Commemorative colloquium on the occasion of Jürgen Ehlers’ 80th birthday

Meeting of experts at the Albert Einstein Institute in Potsdam on 15 January 2010

January 12, 2010

On 29 December 2009, Jürgen Ehlers, Founding Director of the Max Planck Institute for Gravitational Physics would have celebrated his 80th birthday. To mark the date, the Institute has organized a special colloquium to reflect on his work and to highlight new developments in the area of mathematical relativity theory.

Date: 15 January 2010, 10:00 a.m. – 5:00 p.m.
Location: Main building of the Max Planck Campus, Am Mühlenberg 1,
14476 Potsdam-Golm

With the attendance of Thibault Damour (Paris), Todd Oliynyk (Melbourne) and Peter Schneider (Bonn), it has been possible to attract three leading international scientists for the colloquium. In their talks the scientists will provide new insight into the relativistic two-body problem and into the crossing point from Einstein’s to Newton’s gravitation theory, as well as into gravitational lenses.

Prof. Dr.
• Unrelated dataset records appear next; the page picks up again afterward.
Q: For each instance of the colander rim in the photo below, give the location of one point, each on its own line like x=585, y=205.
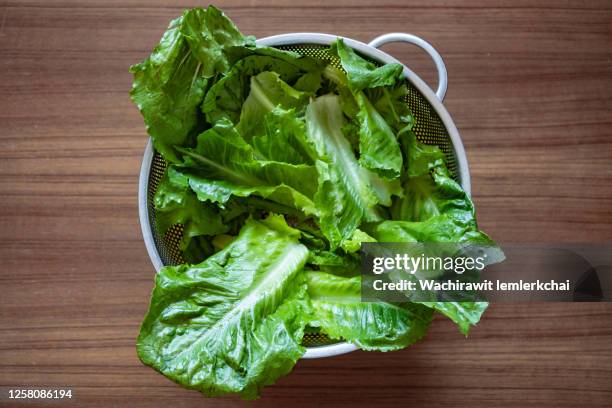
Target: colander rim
x=319, y=39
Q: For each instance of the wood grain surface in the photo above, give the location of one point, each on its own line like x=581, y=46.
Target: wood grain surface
x=530, y=91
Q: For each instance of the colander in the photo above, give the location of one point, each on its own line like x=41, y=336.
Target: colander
x=433, y=125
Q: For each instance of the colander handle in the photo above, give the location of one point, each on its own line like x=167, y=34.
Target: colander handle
x=425, y=46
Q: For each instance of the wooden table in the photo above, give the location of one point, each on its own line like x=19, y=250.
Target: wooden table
x=530, y=86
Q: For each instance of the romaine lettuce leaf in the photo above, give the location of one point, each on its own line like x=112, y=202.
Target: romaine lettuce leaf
x=340, y=313
x=170, y=84
x=234, y=322
x=345, y=196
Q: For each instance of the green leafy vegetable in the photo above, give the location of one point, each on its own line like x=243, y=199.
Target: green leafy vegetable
x=234, y=322
x=337, y=307
x=279, y=167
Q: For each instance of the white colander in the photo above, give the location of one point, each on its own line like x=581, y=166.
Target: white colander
x=433, y=125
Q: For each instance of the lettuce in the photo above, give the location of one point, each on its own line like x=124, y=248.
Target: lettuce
x=280, y=166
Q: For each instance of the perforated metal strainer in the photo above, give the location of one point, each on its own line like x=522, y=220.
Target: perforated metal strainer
x=433, y=126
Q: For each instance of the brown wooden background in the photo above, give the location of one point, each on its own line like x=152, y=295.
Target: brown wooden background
x=530, y=90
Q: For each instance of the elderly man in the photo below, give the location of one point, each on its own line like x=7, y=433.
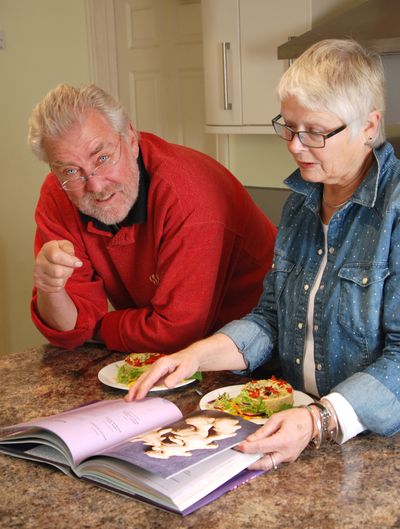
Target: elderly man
x=142, y=244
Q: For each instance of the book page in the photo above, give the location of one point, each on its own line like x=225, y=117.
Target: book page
x=90, y=429
x=174, y=448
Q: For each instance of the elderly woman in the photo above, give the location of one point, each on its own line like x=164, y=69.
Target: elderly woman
x=331, y=304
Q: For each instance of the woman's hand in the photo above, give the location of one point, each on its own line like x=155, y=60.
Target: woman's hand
x=284, y=436
x=216, y=353
x=168, y=370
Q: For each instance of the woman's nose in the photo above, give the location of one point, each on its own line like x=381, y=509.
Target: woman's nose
x=295, y=145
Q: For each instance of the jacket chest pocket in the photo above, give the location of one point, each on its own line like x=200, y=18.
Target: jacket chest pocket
x=361, y=297
x=281, y=269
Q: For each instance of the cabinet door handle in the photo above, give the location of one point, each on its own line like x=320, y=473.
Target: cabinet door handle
x=225, y=47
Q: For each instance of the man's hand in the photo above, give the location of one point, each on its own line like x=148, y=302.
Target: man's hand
x=54, y=265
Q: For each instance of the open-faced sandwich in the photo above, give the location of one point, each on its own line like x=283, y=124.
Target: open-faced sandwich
x=136, y=364
x=257, y=399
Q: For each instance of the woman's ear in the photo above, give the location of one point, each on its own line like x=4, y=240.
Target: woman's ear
x=372, y=125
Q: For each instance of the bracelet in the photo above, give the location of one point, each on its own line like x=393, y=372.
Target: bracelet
x=325, y=416
x=316, y=420
x=335, y=431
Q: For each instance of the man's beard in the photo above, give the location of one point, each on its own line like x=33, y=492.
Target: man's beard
x=113, y=214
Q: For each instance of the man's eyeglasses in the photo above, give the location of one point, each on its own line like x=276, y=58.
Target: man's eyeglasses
x=74, y=178
x=316, y=140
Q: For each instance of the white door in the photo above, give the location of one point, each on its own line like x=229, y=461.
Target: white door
x=160, y=69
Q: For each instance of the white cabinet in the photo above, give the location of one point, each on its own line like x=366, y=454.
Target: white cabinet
x=241, y=69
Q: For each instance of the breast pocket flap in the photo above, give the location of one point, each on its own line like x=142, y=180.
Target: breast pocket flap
x=280, y=264
x=364, y=275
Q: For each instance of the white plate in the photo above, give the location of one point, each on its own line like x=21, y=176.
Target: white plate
x=300, y=398
x=108, y=376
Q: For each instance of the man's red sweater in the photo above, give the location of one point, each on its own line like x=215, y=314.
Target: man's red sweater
x=193, y=260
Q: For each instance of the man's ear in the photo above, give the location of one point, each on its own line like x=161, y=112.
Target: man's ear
x=133, y=141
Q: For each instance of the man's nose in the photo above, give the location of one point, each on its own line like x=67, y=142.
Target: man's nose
x=94, y=182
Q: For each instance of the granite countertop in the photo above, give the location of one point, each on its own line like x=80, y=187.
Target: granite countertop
x=351, y=486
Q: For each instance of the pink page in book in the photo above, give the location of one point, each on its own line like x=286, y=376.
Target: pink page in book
x=90, y=429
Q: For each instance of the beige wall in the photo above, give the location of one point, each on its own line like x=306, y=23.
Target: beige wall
x=45, y=44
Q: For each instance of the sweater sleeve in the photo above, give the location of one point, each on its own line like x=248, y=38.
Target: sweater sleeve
x=56, y=219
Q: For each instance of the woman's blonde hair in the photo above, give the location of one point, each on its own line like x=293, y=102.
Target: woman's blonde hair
x=338, y=76
x=67, y=105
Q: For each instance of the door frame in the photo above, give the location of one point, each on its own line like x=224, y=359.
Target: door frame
x=102, y=46
x=103, y=59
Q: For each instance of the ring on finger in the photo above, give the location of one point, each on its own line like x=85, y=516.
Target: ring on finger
x=274, y=465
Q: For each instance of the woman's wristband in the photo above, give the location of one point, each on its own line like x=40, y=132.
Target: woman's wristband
x=325, y=422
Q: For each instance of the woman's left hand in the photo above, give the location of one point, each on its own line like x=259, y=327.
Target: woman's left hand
x=284, y=436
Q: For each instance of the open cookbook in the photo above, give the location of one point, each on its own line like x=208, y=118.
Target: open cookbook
x=144, y=449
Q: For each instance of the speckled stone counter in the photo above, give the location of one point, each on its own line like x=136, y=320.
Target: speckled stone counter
x=351, y=486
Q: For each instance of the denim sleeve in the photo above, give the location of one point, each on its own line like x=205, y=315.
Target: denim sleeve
x=255, y=335
x=375, y=392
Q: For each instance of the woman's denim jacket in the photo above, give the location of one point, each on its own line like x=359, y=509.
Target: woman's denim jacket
x=357, y=306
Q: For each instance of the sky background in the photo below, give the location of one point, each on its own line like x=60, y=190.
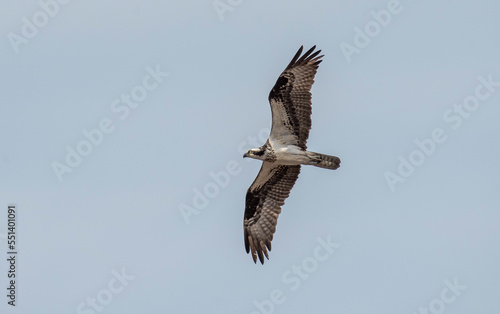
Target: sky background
x=400, y=246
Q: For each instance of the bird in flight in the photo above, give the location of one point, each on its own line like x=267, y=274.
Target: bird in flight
x=283, y=153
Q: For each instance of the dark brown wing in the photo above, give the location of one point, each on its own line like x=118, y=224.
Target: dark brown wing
x=264, y=199
x=290, y=99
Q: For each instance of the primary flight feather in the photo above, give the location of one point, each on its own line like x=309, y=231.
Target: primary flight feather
x=283, y=153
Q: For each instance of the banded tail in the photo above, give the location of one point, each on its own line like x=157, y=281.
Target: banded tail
x=323, y=161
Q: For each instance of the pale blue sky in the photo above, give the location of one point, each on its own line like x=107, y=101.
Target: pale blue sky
x=400, y=248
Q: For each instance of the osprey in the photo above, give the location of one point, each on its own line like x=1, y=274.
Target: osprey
x=283, y=153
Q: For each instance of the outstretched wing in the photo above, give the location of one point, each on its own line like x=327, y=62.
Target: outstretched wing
x=290, y=100
x=264, y=199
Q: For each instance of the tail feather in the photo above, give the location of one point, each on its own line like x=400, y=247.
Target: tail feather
x=323, y=161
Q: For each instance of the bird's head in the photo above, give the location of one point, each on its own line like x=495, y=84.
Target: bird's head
x=255, y=153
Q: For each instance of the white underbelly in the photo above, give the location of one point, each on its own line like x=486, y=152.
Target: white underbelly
x=290, y=155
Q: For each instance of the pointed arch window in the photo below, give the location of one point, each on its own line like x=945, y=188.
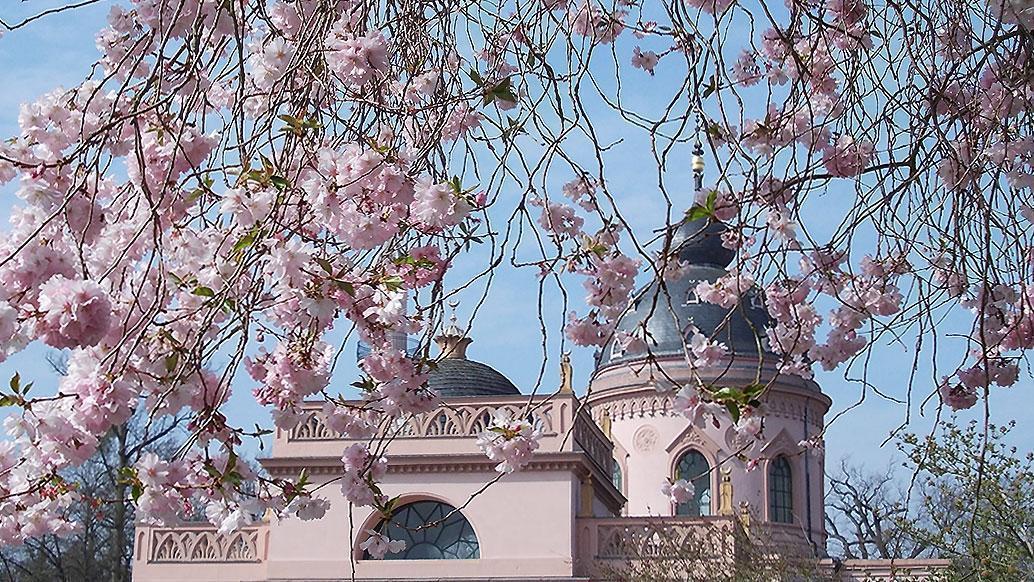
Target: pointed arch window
x=431, y=530
x=781, y=490
x=615, y=475
x=694, y=467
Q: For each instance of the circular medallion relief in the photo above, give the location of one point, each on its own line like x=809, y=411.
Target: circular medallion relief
x=645, y=438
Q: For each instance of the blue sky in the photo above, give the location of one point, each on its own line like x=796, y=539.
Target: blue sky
x=59, y=51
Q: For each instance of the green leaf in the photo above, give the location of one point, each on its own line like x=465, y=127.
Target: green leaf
x=246, y=241
x=280, y=182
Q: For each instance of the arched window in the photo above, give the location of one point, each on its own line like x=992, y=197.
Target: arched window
x=693, y=466
x=780, y=490
x=431, y=530
x=615, y=475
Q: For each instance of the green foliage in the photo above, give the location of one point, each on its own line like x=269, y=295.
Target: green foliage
x=977, y=501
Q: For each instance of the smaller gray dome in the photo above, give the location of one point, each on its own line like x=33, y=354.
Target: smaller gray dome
x=699, y=242
x=459, y=376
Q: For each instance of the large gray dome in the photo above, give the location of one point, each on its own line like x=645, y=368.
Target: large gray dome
x=459, y=376
x=669, y=310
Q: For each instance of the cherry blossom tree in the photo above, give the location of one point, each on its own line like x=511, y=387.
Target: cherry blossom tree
x=234, y=181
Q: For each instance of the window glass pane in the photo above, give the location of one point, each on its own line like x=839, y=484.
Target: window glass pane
x=431, y=530
x=693, y=465
x=781, y=491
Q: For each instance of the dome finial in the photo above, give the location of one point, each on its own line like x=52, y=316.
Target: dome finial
x=452, y=340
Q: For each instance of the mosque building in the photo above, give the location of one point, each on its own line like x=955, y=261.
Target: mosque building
x=589, y=502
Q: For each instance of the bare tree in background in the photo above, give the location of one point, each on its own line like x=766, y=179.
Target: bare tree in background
x=978, y=515
x=863, y=516
x=101, y=549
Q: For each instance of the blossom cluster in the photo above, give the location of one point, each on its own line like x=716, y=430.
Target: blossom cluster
x=510, y=441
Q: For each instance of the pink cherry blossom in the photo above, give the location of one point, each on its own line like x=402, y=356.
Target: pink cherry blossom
x=509, y=440
x=679, y=491
x=73, y=312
Gerhard Huisken, Director at the Albert Einstein Institute and Head of the ‘Geometric Analysis and Gravitation’ Department: “This scientific colloquium will enable us to honour our deceased colleague by turning the spotlight on the long-term influence that his deep insights have had and making this available to a broad scientific community.”

Around 60 renowned scientists from around the globe will take part in the colloquium dedicated to the memory of Jürgen Ehlers on 15 January 2010.

We cordially invite you to attend the colloquium in the main building of the Max Planck Campus and to engage in conversations with the scientists. Please register with: Susanne Milde, Tel.: 0331 – 583 93 54, e-mail: milde@mildemarketing.de

Jürgen Ehlers (29 December 1929 – 20 May 2008)
primarily turned his attention to questions relating to the general theory of relativity and cosmology. His doctoral thesis had already provided one of the first contributions to what was later to become the theory of black holes. He defined the “point of no return” - subsequently called the “event horizon”, the distance from the centre of a black hole at which gravity would be so strong that not even light can escape and thus also no information about what actually happens inside the black hole. In his habilitation treatise and in later works Ehlers dedicated his efforts to the description of matter in general relativity and the use of the thereby resulting model in cosmology.

In addition, Jürgen Ehlers worked on the theory of gravitational waves. These "ripples of space-time" are generated by accelerated movements of massive structures, such as the collision of black holes.